Roşia Montană, as small as it is, the surprising it is. Following Eugene’s tracks we are climbing higher and higher and suddenly we find ourselves in front of a lake. Here there are beautiful landscapes, mountains, green, everything you need. There stands a newly renovated building on one shore while gorgeous little benches and barbecue lie on the other. The best in Roşia Montană may be that with whatever expectations you might come here, you will find something controversial to it. In one moment it is an Austrian touristic village, but two streets further it is a warzone, three streets further it is an idyllic open-air ethnographic museum.
At last we find Eugene and it is not really raining anymore. We have to climb up by some kind of brook. The place is inaccessible by car. We tried to call Eugene of course, but he hang up. We don’t give up.
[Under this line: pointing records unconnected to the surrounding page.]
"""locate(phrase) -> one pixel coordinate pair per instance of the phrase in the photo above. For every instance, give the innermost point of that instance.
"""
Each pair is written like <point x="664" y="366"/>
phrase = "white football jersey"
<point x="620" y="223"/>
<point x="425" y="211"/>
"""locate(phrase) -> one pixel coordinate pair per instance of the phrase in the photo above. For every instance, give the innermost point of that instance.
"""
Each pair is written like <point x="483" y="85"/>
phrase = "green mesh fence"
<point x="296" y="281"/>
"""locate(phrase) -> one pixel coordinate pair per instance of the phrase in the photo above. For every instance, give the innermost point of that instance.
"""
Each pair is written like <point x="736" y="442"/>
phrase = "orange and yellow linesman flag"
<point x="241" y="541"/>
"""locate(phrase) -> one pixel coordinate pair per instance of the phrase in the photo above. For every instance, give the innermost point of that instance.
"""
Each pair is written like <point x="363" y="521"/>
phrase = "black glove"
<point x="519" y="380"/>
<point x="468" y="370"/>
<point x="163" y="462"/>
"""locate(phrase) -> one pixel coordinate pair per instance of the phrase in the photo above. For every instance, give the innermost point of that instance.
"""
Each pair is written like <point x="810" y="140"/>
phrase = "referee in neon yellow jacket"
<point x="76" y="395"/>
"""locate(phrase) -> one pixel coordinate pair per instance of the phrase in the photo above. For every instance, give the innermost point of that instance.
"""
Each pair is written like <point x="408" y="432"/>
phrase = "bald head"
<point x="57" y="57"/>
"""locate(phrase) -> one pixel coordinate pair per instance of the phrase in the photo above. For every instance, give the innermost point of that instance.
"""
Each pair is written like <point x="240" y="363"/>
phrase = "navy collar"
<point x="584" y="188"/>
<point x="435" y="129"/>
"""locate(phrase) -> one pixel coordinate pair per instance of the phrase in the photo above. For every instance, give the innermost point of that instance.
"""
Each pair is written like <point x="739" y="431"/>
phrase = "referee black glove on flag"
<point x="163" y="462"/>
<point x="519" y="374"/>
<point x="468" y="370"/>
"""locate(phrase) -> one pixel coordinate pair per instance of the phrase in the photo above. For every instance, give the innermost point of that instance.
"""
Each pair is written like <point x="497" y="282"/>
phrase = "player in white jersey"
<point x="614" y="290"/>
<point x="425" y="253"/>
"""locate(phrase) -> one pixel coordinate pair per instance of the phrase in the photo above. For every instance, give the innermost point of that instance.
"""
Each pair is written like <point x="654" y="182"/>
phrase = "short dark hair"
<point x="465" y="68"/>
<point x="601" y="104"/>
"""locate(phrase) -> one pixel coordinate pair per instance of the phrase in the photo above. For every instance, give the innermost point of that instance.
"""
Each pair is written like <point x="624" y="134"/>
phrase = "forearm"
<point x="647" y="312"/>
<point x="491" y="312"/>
We are standing ten minutes in front of his house, then we even enter the garden. And when the discretion really dictates us to leave Eugene and his magic castle, he appears covered with manure. He is almost two meters tall. He waves for us to enter and before even saying a word, with great care he places a time-worn sheep-blanket over a stump, lights his cigarette and invites us to sit down. He is polite without being fawning. His garden is full of strange sculptures. A few years ago there was a sculptors’ meeting in the village (I think it was an initiative objecting to Gold Corporation) and they left their sculptures here. It is wonderfully surrealistic to see this weather-beaten man in peaceful symbiosis with a dozen abstract contemporary works of art: the practical, the realistic and the art for art’s sake, not even aesthetic beauty together.
Raining, raining, raindrops falling, mice are dancing.